Artık konser salonlarında da müzikseverlerle bir araya geliyorsunuz. Bundan sonraki süreçte sokak artık geride kaldı diyebilir miyiz?
Elbette artık İstiklal ya da herhangi bir sokakta çalmıyoruz. Sokak çok iyi bir sahne, en azından bizim için öyleydi. Ancak hep orada kalamazsınız. Eğer sadece sokakla sınırlı kalırsanız müziğiniz yaşayamaz ölür. Sokak aynı zamanda gürültülü bir yer ve sizi herkes duyamaz.

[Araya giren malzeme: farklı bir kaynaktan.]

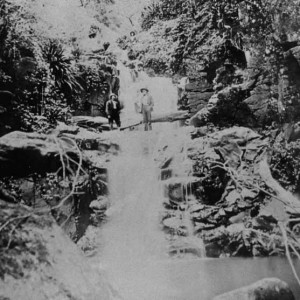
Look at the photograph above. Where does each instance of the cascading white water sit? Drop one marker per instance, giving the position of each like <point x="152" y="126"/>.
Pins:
<point x="134" y="244"/>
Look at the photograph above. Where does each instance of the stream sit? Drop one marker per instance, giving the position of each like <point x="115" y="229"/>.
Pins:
<point x="134" y="252"/>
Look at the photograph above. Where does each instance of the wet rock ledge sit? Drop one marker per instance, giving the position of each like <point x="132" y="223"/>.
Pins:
<point x="52" y="188"/>
<point x="228" y="195"/>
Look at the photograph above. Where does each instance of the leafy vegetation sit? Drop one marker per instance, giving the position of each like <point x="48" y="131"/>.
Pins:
<point x="42" y="60"/>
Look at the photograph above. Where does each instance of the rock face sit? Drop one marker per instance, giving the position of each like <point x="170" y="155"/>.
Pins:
<point x="23" y="153"/>
<point x="265" y="289"/>
<point x="38" y="261"/>
<point x="222" y="202"/>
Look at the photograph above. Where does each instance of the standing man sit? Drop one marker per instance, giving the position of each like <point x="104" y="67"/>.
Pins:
<point x="146" y="105"/>
<point x="112" y="109"/>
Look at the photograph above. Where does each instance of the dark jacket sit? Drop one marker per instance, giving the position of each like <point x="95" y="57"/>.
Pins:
<point x="112" y="108"/>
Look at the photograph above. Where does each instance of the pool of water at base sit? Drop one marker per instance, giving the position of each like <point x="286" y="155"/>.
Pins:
<point x="203" y="279"/>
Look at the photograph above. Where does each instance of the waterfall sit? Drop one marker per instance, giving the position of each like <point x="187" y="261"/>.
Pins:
<point x="134" y="244"/>
<point x="133" y="241"/>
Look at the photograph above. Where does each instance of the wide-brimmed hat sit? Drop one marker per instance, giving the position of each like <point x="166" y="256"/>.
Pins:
<point x="113" y="95"/>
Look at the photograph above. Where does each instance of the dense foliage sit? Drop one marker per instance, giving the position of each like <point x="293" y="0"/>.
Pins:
<point x="204" y="26"/>
<point x="42" y="60"/>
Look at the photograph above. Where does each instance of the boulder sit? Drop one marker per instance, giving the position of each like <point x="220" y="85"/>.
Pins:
<point x="265" y="289"/>
<point x="259" y="101"/>
<point x="22" y="153"/>
<point x="41" y="262"/>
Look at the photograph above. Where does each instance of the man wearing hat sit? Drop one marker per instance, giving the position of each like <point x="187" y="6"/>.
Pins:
<point x="146" y="105"/>
<point x="112" y="109"/>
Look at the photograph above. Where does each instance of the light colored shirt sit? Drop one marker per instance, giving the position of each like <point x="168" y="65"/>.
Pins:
<point x="146" y="102"/>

Ancak sahnede olduğunuzda insanlara şarkılardan önce hikayeler anlatma fırsatınız da oluyor ve böylece insanlar da sizi dinleyebilir. Sokak bize çok şey verdi, biz de ona. Biz bir tercih yaptık. Bağımsız olmayı bağımsız kalmayı seçtik ve bu şekilde hareket etmeye devam edeceğiz.
Grubunuzun ismine değinmek istiyorum biraz da… Tüm kültürleri, dilleri barındıran bir yer. Siz de İsrail, Fransa ve Türkiye’den müzisyenlerin oluşturduğu bir grupsunuz. Bu çeşitlilik çalışmalarınıza nasıl etki etti?
Farklı coğrafyalardan gelmemiz ismimizi etkiledi. Evet ben İran kökenli bir İsrailliyim. Aynı zamanda Türk ve Fransız ekip arkadaşlarımdan kurulu bir grubuz. Sahnede bir İngiliz ve İskoç arkadaşımız da var. Hepimizin ortak noktası İstanbul’da uzun süre yaşamış olmak. Bir buluşma noktası. Babil efsanesini bilirsiniz. Farklı diller konuşuyor olabiliriz, farklı inançlara sahip olabiliriz ama müzik sayesinde aynı dili bulduk. Ortak bir nokta bulduk ve bu ortak noktaya odaklandık.
“Bursa’nın ufak tefek taşları” türküsünü seslendirmiştiniz. Sırada başka bir parça var mı?
Yeni Dünya albümümüzde yer alan bir türkü. Tıpkı “Divane Aşık” gibi. Hazırlığı içinde olduğumuz albümümüzde de yine Türkçe bir parçaya yer vereceğiz. Burada çok hayranımız var. Burası bizim için çok özel. Aynı zamanda Farsça bir şarkı da olacak.